13 executives of US company Chiquita Brands charged with funding paramilitaries

A Colombian court has charged 13 executives of US banana company Chiquita Brands over financing paramilitary death squads in Colombia between 1997 and 2004. Money was funnelled through front companies in the regions of Antioquia and Magdalena to the United Self-Defence Forces of Colombia (AUC), then the country’s largest paramilitary organisation, which committed widespread human rights violations that killed hundreds of people.

It is the first time that a Colombian court has filed charges over Chiquita’s collusion with paramilitaries, which includes its Bandex subsidiary receiving a shipment of weapons for the AUC in 2001. In 2007, Chiquita was fined US$25 million by a US court after it admitted paying US$1.7 million to paramilitaries.
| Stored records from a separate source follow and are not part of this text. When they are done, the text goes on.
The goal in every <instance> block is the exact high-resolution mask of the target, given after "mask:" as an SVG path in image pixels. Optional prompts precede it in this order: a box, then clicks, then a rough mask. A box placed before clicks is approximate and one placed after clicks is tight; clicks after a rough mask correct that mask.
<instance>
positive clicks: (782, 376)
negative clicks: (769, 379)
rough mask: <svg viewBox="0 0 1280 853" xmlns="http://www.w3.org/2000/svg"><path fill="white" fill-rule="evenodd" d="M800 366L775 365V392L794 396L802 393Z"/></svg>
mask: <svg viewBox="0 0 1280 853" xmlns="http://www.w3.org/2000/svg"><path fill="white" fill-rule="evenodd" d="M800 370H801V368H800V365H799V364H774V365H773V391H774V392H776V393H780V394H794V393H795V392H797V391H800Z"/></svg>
It also sought to have subsequent trials staged in Colombia, rather than in the US, leading prosecution lawyers to accuse the company of seeking to intimidate witnesses.
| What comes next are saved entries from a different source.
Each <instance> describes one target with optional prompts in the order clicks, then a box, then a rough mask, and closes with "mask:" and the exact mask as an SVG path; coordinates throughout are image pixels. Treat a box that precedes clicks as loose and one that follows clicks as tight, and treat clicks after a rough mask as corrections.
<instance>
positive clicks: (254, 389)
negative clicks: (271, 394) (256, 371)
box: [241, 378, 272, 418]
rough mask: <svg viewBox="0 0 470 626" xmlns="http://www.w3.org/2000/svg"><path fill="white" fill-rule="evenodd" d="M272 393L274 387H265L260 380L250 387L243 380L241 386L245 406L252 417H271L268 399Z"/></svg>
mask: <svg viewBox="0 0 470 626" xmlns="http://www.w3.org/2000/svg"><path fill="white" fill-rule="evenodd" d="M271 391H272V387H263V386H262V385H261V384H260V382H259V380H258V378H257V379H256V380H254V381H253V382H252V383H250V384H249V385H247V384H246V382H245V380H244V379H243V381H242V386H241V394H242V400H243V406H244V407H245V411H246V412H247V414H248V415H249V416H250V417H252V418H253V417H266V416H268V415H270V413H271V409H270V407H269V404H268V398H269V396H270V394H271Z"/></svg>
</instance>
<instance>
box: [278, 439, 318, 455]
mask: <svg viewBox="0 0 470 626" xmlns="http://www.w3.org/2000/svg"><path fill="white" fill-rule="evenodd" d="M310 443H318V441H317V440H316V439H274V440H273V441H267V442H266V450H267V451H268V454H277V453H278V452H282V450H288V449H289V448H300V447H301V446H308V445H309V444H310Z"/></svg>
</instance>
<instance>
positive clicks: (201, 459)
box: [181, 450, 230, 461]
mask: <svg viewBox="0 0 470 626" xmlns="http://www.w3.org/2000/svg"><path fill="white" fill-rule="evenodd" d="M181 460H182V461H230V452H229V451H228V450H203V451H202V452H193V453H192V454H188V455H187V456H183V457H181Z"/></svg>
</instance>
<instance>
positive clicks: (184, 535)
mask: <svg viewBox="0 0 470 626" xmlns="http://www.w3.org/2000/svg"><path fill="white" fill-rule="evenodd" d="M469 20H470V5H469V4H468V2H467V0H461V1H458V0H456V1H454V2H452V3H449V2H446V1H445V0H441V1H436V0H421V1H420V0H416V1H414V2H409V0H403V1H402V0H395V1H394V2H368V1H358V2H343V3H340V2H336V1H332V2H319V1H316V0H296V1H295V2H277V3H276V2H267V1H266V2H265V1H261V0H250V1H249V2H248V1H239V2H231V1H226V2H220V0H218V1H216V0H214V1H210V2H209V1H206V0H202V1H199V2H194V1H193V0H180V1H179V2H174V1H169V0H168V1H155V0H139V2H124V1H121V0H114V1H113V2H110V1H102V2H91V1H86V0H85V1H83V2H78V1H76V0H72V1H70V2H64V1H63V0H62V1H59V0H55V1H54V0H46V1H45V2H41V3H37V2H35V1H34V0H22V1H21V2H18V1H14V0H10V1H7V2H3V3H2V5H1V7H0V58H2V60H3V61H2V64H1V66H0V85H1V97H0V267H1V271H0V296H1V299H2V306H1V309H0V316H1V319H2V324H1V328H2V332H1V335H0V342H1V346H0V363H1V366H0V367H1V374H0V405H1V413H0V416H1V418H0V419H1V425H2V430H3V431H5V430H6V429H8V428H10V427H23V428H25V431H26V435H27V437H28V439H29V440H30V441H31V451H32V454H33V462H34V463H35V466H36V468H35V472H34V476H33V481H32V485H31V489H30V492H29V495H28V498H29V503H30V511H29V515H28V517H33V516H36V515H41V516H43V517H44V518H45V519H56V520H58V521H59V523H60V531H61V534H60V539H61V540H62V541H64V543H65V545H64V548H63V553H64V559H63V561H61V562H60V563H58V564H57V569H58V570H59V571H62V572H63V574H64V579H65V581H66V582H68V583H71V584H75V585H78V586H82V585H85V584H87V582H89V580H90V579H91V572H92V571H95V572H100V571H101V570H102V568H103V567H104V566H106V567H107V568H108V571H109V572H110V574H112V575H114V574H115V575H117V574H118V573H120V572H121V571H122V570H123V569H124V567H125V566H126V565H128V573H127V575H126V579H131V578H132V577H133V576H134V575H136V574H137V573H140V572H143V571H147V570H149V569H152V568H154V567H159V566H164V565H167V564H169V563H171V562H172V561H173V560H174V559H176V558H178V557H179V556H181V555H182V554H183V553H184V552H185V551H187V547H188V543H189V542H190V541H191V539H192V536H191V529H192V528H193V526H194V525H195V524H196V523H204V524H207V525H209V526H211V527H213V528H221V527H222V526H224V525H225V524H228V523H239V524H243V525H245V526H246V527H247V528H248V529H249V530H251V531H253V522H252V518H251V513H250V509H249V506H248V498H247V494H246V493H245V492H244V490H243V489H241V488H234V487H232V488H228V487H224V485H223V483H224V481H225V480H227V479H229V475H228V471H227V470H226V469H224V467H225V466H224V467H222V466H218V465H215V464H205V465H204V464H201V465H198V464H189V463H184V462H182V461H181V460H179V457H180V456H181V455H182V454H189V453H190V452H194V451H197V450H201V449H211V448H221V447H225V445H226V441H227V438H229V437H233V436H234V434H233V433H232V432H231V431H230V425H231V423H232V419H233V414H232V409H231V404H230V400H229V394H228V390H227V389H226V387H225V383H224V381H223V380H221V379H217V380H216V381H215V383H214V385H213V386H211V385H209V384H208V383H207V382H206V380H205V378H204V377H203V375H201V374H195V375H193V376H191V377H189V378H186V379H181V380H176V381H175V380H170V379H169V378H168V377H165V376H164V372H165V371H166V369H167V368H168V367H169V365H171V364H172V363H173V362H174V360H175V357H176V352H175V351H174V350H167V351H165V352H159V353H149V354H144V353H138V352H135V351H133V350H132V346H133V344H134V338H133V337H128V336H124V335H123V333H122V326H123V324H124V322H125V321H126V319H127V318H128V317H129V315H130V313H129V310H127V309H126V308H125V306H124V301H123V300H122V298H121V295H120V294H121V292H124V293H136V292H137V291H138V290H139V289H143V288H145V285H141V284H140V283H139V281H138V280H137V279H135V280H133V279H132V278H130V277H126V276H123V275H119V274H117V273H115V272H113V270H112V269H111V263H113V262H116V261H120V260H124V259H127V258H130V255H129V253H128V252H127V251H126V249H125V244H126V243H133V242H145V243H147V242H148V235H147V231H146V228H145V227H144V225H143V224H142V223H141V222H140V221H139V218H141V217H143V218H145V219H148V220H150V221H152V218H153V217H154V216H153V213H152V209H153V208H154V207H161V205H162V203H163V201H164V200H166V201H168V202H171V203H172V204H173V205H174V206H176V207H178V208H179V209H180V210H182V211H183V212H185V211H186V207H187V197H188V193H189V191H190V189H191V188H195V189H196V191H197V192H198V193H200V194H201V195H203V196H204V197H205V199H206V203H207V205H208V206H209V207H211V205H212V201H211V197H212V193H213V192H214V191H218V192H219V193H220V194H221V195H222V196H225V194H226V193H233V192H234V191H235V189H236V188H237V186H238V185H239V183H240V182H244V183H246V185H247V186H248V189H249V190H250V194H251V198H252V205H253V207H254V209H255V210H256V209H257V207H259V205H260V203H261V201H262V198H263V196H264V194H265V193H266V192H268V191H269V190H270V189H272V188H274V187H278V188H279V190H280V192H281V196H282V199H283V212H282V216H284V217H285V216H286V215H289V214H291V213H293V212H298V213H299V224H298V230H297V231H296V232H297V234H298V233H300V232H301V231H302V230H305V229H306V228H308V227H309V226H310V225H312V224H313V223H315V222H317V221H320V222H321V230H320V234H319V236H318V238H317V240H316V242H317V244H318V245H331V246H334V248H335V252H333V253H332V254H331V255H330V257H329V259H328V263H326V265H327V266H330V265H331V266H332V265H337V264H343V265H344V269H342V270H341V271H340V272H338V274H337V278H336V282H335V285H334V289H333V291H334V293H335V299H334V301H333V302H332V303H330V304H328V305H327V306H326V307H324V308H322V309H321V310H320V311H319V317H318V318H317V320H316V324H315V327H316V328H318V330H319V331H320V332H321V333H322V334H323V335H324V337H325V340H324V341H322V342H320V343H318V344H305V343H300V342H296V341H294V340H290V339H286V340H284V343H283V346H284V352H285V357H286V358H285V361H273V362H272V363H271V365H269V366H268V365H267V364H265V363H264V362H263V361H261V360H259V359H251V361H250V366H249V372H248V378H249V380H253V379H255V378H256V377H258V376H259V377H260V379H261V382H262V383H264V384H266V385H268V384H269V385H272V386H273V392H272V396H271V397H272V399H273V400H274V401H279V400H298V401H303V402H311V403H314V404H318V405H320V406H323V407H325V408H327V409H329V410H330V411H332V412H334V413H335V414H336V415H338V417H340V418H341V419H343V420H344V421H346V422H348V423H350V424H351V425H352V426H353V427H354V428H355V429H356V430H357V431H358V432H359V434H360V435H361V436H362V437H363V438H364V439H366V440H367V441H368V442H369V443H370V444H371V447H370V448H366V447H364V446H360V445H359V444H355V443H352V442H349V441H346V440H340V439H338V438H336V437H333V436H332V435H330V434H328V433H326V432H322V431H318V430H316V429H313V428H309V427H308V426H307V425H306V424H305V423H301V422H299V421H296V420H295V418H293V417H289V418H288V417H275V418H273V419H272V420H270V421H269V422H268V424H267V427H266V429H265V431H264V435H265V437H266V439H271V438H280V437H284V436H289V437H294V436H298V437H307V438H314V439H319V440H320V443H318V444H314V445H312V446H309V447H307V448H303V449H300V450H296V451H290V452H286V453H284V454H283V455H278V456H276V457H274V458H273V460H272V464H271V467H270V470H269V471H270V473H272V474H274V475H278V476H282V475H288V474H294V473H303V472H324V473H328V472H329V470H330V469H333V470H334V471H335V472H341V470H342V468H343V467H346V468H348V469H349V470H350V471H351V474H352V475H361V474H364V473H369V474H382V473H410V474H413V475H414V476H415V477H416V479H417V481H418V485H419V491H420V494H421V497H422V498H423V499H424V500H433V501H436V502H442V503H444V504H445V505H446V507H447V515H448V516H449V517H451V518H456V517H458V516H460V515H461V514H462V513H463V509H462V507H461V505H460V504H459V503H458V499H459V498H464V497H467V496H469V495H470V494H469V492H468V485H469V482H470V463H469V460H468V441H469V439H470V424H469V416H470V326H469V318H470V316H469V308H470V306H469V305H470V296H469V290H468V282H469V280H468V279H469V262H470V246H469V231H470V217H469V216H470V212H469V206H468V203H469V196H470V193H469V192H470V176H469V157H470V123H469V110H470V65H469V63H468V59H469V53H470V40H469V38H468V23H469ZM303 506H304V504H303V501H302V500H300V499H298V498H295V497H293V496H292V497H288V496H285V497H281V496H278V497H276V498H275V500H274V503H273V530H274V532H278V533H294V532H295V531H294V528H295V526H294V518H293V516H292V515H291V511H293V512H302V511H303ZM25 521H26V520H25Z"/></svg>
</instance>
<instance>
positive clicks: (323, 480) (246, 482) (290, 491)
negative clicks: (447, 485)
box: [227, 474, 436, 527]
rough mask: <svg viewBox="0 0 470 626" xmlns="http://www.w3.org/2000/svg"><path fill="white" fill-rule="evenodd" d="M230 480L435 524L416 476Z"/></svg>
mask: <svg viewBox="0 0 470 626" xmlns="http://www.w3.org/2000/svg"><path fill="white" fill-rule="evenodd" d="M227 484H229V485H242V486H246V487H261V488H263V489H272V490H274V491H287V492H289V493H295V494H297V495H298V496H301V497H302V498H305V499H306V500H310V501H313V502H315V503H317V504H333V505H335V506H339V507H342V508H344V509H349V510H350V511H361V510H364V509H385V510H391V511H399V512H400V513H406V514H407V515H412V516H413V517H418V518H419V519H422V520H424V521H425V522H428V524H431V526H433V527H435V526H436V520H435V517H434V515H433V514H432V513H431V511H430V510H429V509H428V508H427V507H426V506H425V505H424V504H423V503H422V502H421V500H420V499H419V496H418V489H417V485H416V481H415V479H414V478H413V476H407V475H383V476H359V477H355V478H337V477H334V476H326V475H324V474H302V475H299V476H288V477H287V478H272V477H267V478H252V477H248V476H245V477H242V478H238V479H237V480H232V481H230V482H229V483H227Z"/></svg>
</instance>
Among the 13 people charged are three US citizens, Dorn Robert Wenninger, John Paul Olivo and Charles Dennis Keiser. While some previous attempts to prosecute foreign companies over human rights violations in Colombian have been thwarted due to statute of limitations (i.e. the set time period in which to try them had expired), the new charges, as crimes against humanity, are not subject to similar conditions.

Despite the 2007 fine, none of the victims of crimes financed by Chiquita have ever received compensation.